One of the shining assets of the film is that Shanley and director Jewison give us a true ensemble piece, and what a brilliantly cast ensemble piece it is. We come to know the entire Castorini family—three generations (including the sly and dignified Feodor Chaliapin, Jr. as Cosmo’s octogenarian father) and five adopted dogs all under one roof, along with the Cammareri brothers, and Rose’s sister and brother-in-law the Capomaggis, played superbly by the great stage actress Julie Bavasso and Louis Guss who makes memorable delight with his few scenes. Olympia Dukakis is sublime as Rose, a wife and mother beyond illusions, shrewdly intelligent, strong, wryly humorous, a survivor; she very deservedly won the Best Supporting Actress Oscar along with most other awards. Vincent Gardenia’s Cosmo (Oscar nominated) is a master class in droll, underplayed farce—a master of his house beset by his fears of aging, alternately cagy and equivocal, and so fully inhabited by his human frailties that he is at times deeply touching. All of the actors seem uncannily destined for their roles: they embrace them and grow in them like flowers bedded in good earth, moving and breathing with the perfect tone of the project—the exquisite balance of Jewison’s direction and Shanley’s writing—and they make of the unlikely mesh of undershirt-in-kitchen naturalism and urbane drawing-room comedy an extraordinary film. Even when a scene takes place literally near a kitchen sink the movie has an exuberant glamor, a lush lyricism.
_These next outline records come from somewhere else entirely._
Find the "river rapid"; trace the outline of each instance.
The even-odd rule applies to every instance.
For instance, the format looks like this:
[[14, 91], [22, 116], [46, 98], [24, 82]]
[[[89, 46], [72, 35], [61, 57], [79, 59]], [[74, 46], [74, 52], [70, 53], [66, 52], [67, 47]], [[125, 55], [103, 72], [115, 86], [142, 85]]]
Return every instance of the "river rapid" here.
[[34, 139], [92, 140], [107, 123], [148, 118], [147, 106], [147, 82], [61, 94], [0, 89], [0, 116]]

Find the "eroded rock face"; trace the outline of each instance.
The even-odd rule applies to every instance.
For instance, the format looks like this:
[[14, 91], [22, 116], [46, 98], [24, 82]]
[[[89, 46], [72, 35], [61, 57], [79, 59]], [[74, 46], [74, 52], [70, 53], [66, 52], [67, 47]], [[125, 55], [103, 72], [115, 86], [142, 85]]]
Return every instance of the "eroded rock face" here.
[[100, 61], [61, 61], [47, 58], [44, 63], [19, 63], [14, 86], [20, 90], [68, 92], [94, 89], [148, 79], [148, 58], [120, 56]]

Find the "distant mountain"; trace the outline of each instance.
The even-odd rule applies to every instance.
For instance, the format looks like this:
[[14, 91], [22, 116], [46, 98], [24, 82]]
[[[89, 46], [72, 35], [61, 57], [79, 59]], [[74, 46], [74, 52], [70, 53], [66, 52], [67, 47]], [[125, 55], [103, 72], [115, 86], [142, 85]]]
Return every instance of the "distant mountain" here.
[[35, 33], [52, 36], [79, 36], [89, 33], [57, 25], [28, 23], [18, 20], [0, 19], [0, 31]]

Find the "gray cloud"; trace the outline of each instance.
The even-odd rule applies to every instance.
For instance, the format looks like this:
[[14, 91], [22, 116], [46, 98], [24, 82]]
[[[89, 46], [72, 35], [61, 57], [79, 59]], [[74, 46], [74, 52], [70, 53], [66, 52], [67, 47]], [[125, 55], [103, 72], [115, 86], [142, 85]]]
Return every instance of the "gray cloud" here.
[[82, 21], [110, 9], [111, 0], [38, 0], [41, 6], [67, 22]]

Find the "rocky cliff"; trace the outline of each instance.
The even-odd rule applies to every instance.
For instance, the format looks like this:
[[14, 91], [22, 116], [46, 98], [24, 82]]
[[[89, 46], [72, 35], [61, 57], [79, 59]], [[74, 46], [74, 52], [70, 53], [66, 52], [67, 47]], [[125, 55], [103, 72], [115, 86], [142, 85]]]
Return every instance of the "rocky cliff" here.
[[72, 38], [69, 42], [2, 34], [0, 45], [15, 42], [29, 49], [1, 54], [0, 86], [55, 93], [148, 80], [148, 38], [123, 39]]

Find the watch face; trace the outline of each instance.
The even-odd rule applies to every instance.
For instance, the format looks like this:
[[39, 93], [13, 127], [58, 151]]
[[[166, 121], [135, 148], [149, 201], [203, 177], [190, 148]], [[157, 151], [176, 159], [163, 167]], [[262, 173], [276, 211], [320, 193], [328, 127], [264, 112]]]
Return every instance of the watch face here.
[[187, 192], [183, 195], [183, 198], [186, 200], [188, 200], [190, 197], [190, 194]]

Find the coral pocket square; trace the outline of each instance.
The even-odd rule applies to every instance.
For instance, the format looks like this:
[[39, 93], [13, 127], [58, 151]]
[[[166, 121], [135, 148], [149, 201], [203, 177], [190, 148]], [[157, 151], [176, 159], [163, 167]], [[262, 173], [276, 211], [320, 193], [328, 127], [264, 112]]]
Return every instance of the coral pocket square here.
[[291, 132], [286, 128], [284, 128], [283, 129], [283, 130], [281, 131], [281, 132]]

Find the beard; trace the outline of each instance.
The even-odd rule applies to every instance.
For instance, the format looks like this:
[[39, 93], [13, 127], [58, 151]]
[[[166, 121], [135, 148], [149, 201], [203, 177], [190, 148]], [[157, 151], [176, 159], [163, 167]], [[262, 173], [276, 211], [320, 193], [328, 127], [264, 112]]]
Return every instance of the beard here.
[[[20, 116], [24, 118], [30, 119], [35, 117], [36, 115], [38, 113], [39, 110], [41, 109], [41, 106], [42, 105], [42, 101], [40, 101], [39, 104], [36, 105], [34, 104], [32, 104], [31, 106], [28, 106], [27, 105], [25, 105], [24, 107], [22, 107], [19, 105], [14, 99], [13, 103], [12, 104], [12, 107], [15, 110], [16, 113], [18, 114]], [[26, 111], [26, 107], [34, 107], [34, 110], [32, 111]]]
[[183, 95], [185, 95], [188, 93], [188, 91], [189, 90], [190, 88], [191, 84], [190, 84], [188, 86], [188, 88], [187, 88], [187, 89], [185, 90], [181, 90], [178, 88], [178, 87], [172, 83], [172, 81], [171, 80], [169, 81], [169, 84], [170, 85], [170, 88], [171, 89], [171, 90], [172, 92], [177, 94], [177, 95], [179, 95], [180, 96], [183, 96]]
Norman Jewison (who will be 90 in July) had been respected for decades as a skilled journeyman director with a well-informed social conscience; actors found him sensitive, intuitive, and intellectually adroit. With Moonstruck, at 61, he was acknowledged as a master. The project may have seemed an unlikely fit for the man who’d helmed In the Heat of the Night, A Soldier’s Story, and Agnes of God, but he made of this comic masterpiece much more than an infectious ethnic romance. At times hilarious, at times poignant, Moonstruck is a classic that transcends our usual notions of romantic comedy to become something more resonant, more joyous, more lasting—it’s an operatic ode to the constant unexpectedness of love.